International graffiti on old silos near the 1920's-era Chilean base


As there is no one able to haul off huge metal silos (not to mention nowhere to recycle them), this abandoned 1920’s-era Chilean research station is left to rust and wear in the elements.


An abandoned boat in the volcanic crater


This once-thriving Chilean base sits in the bed of a volcanic crater. The choice was ideal because the sea is calm, the rocks break the wind, and icebergs and debris don’t generally make it that far.

Port Lockroy

The Chileans and Argentinians don’t have research bases, but the British do! Port Lockroy is an active British research station on an island in the Antarctic Peninsula, and it’s the only active base left on the continent.


Researchers bunk in this room at Port Lockroy.

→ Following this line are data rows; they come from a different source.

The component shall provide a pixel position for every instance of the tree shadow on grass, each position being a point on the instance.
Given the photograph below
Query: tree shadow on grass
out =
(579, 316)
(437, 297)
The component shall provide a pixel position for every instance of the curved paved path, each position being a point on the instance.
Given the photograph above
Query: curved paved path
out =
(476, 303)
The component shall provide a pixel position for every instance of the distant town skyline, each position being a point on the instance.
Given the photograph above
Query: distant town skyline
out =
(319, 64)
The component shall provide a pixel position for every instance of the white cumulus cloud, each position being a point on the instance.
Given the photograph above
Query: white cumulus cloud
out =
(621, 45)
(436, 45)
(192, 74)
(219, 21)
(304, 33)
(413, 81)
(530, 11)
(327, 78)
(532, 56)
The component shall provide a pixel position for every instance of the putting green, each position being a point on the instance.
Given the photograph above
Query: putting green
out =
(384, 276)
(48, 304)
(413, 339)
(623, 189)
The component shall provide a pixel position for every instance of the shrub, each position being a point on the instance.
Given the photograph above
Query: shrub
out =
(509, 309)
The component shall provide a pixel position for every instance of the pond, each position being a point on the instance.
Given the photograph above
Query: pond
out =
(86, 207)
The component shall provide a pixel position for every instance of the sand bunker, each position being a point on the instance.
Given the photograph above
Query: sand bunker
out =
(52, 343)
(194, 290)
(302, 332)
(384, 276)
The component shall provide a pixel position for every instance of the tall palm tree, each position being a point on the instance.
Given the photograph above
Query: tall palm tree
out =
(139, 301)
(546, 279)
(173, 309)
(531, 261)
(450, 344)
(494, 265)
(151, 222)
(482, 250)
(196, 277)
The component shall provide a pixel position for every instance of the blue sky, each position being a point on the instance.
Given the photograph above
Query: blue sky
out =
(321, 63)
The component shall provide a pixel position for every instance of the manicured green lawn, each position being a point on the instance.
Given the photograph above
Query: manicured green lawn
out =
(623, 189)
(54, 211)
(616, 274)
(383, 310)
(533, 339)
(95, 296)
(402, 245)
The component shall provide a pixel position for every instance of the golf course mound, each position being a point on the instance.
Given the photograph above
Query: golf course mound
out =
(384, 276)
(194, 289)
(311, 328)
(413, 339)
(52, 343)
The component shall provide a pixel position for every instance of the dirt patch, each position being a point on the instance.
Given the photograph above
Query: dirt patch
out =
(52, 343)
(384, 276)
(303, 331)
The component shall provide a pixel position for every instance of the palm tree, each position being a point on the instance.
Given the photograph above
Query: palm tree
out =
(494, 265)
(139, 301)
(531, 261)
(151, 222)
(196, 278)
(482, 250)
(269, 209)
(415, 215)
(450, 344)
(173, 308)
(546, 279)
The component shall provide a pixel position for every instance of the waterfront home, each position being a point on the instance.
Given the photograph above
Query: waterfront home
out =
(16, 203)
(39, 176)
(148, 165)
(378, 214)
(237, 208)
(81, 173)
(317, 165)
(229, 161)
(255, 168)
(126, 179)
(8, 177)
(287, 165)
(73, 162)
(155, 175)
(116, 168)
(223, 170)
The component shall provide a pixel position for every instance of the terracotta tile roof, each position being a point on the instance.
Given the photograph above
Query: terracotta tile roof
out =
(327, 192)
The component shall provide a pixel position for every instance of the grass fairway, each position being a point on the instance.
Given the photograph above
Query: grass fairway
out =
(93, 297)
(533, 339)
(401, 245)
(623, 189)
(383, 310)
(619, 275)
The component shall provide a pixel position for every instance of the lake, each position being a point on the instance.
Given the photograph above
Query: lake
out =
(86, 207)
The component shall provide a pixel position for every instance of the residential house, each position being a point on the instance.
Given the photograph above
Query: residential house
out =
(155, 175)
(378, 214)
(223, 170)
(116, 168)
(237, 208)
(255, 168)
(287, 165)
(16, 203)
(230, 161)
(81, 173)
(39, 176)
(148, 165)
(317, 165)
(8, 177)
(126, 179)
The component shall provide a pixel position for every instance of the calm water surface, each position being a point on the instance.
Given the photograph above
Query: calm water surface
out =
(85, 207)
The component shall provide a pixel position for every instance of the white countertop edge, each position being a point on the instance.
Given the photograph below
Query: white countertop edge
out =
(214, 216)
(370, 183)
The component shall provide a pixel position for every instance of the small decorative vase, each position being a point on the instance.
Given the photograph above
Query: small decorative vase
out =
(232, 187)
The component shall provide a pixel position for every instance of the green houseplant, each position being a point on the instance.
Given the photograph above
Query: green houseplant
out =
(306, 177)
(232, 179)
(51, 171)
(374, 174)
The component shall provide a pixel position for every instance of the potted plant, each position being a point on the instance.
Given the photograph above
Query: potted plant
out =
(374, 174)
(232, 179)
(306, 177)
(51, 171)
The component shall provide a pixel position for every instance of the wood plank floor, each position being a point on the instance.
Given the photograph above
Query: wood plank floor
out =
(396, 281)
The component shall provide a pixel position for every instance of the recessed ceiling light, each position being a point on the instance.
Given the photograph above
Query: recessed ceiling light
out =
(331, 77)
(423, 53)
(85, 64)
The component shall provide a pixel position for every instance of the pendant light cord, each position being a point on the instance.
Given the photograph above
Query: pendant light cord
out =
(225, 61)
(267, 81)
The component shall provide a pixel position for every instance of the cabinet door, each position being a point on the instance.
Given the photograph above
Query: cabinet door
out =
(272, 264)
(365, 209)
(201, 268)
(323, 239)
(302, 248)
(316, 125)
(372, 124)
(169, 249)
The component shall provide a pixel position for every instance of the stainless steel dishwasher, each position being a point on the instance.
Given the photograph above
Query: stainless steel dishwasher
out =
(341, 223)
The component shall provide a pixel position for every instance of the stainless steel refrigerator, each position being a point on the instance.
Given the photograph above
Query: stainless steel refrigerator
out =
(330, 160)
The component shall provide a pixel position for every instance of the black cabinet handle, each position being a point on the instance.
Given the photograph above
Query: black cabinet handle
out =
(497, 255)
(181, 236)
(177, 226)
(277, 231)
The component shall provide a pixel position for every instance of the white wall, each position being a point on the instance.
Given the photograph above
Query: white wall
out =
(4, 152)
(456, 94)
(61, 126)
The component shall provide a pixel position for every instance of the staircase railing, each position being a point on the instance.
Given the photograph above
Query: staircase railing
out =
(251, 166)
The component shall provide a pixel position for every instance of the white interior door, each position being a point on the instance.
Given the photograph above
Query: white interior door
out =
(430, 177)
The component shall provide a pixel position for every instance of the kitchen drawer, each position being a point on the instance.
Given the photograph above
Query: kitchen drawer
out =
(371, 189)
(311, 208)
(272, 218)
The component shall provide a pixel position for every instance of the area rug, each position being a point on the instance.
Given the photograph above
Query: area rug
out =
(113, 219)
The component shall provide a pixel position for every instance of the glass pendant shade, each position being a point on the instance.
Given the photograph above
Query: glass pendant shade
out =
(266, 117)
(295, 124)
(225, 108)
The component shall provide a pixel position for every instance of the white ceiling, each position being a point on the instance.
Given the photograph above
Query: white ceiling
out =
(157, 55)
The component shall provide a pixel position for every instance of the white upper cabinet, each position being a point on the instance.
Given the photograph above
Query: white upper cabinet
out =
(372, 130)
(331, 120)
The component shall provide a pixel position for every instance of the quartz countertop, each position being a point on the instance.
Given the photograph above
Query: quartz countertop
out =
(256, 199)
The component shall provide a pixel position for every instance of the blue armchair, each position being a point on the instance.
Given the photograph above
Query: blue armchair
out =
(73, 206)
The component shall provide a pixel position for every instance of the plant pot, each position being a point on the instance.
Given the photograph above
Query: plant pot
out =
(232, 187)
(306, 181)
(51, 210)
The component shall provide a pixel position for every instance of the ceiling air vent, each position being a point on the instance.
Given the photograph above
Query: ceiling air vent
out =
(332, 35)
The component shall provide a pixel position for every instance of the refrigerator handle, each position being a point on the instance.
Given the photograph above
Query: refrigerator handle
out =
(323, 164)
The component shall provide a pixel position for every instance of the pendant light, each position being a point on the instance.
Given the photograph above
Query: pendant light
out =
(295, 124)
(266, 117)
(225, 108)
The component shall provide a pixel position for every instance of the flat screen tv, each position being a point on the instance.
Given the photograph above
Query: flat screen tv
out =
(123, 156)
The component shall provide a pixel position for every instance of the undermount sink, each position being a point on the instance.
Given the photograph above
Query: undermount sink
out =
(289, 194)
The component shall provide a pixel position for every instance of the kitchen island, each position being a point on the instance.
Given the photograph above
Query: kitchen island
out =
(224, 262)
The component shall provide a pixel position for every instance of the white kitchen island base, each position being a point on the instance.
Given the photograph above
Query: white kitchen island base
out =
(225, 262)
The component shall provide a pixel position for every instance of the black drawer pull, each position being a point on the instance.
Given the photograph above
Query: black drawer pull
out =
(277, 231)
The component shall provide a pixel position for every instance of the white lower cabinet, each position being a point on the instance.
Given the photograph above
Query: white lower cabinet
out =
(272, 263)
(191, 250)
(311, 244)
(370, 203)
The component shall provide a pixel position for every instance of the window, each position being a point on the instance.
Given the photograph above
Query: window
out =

The base has been declared a historical monument and is funded entirely by people like me who bought dozens of penguin keychains and Antarctica postcards in the gift shop. It’s run by the United Kingdom Antarctic Heritage Trust, a charity set up in 1993 to restore the station’s buildings and preserve human history in the Antarctic.


Beware the strong winds! (They blew a little kid right off this entrance ramp to Port Lockroy and into a patch of nesting penguins to left, below the frame. Oops.)


For more of what’s going on now at Port Lockroy, check out the UKAHT’s Port Lockroy Diaries, written by researchers and logged on the site as far back as 2003. Read the most recent Port Lockroy entry to find out how researchers prep for four months at the south pole. Now how do we get jobs on that base…

Tara for TKGO

Shot of the Week

On especially clear days in Antarctica, when the sky and ocean are the same color, the icebergs and their reflections look like floating islands against a blue background.